# Scale practise.



## Jaws

If you are wanting to join an community orchestra, wind band, brass band, string quartet, play chamber music you will need to practise your scales. 

In the UK there is a music exam board that misleads people into believing that the best way to practising scales is by memory. Good experienced teachers realise that the best way to practise scales is to read them. This helps with sight reading, sense of key, fast eye to hand recognition. Playing scales without the music only helps with playing scales without the music and nothing else. The UK music exam board could check that people knew their scales by putting metrenome markings that the scales have to be read and played at.

If your instrumental teacher in the UK is asking you to play scales from memory I would suggest that you ask them why? Especially as playing scales from memory can really slow down how well you learn to sight read, and this can impact on how much pleasure you get out of playing ensemble music.


----------



## MaestroViolinist

The way I learnt scales was from a book, but I'd only be able to look at them for so long and then I'd have to play them by memory.

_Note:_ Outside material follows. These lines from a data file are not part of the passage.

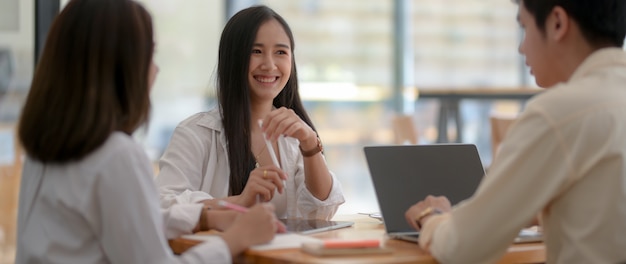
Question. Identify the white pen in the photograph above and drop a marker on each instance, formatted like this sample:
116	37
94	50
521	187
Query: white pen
270	149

Just one question, how does reading scales from a book help sight reading? I would imagine that constantly playing new music would help with sight reading. And being in an ensemble group in itself would be helpful.


----------



## LordBlackudder

makes sense


----------



## Jaws

Playing scales, scale patterns and arpeggios from the music helps to internalise fingerings of read patterns so that when scanning music people recognise groups of patterns when they read them and don't have think about fingerings. This doesn't work unless all scale patterns are read, because it is speed of recognition that you are after for successful sight reading.


----------



## MaestroViolinist

Mm, I guess, but that's not going to help with all the sections inbetween. I still say just constantly playing new pieces would be just as good. Also when you sight read there are certain things you should do first, like look at the key signature, time signature, look through the whole thing, notice any sections that look harder and quietly play them on your instrument. Change any fingerings that you don't like. Stuff like that. Scales aren't going to help if there's a little section in the middle of it with jumps all over the place. 

I must admit though, arpeggios are good thing, because you will find them everywhere in music, but not exactly a plain scale.

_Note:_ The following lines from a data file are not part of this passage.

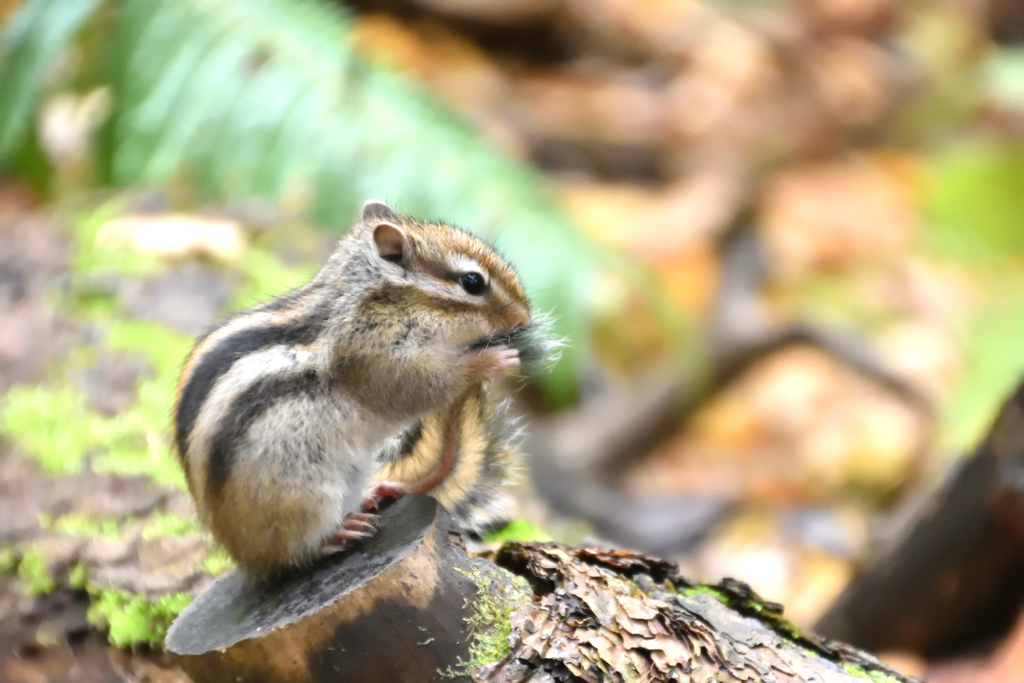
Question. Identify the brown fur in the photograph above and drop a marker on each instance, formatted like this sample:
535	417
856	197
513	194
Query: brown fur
282	411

Also, studies are just as good.


----------



## Jaws

I have a book of scales and scale exercises that has about 28 pages of scales. This may not sound a lot but each scale and scale exercise is written in one key. When I practise them I add the key signatures. What is brilliant about them is that they don't all start on the key note of the scale. I am a really good sight reader. I sight read music in sections not bars. I don't read every individual note just large groups of notes. I don't have to think about fingerings when I am sight reading, because I have done so many fingering patterns in scales and studies. Because of the scales and studies, I can also sight read all dynamics,and the phrasing.


----------